Function detect_chips 

Source
pub fn detect_chips<E>(
    root_chips: Vec<Chip>,
    init_callback: &mut impl FnMut(ChipDetectState<'_>) -> Result<(), E>,
    options: ChipDetectOptions,
) -> Result<Vec<UninitChip>, InitError<E>>
Expand description

Find all chips accessible from the given set of root chips. For the most part this should be a set of chips found via a PCI scan, but it doesn’t have to be.

The most important part of this algorithm is determining which chips are duplicates of other chips. In general two boards can be differentiated by their board id, but this is not always the case. For example the gs or wh X2, in that case we must fallback on the interface id for grayskull or ethernet address for wh.
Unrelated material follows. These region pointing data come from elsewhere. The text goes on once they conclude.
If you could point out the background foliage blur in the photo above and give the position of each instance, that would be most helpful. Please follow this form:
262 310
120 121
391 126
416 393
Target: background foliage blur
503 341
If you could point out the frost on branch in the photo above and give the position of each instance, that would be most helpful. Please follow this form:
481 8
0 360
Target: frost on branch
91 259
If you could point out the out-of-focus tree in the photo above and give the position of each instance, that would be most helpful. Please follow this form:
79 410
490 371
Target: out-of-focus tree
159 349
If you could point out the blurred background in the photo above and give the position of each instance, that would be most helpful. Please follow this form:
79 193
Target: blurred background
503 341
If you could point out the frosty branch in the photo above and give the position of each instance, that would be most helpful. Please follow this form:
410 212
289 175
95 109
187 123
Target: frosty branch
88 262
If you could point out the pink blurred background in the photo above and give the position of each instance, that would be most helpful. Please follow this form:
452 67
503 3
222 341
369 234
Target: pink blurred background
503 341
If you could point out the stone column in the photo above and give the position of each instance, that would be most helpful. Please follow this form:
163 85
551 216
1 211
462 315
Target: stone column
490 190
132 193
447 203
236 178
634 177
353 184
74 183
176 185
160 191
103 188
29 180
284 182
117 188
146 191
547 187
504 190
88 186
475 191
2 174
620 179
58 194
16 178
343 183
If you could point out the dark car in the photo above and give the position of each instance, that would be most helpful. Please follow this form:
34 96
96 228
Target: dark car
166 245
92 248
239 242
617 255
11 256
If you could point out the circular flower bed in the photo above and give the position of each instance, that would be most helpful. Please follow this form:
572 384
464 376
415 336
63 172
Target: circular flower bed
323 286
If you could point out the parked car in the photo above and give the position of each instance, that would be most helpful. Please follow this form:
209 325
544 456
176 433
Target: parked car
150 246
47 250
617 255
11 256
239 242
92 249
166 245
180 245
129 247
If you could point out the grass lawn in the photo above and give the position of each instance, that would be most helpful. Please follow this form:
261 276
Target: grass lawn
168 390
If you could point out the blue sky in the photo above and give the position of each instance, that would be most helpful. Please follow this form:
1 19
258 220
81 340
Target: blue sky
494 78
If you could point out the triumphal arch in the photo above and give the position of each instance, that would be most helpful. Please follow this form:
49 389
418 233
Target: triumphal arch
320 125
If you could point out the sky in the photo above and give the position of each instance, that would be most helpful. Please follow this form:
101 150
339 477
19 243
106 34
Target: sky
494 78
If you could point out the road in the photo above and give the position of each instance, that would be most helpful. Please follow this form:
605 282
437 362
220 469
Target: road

However this does not cover all cases, if there is a wh X2 that is not in the root_chips list (which could be because it is in a neighbouring hose) and both chips are in two separate meshes with the same ethernet address. We will incorrectly detect them as being one chip.

Search steps:

  1. Add all given chips to output list removing duplicates this will ensure that if list indexes are used to assign a chip id pci chips will always be output instead of the remote equivalent.
  2. To a depth first search for each root chip, adding all new chips found to the output list.

When continue on failure is true, we report errors, but continue searching for chips. We pass all chips that did not complete initializations as UninitChip, the user will see the status and can decide for themselves if they want to upgrade the chip to a full Chip. Error Cases:

  1. ARC fw is hung, this usually means that there is a noc hang as well. a. Not catastrophic, we can recover from the hang by resetting the chip.
  2. DRAM is not trained a. Not catastrophic, but we should not pass this over as a good chip as we may get a noc hang when accessing DRAM.
  3. ARC did not complete initialization a. Not catastrophic, but for gs we will have no thermal control.
  4. Ethernet fw is corrupted, we check this by looking for a known fw version. a. Not catastrophic, we need to report this, but can continue exploring other chips in the mesh.
  5. Ethernet fw is hung, this usually means that the ethernet is in a bad state. a. Not catastrophic, we need to report this, but can continue exploring other chips in the mesh.
  6. 0xffffffff error, this means that the underlying transport is hung. a. This is catastrophic, we cannot continue searching for chips, because some of the chips in the mesh may no longer be accessible b. We could recover from this by rerunning the search, but this is not implemented.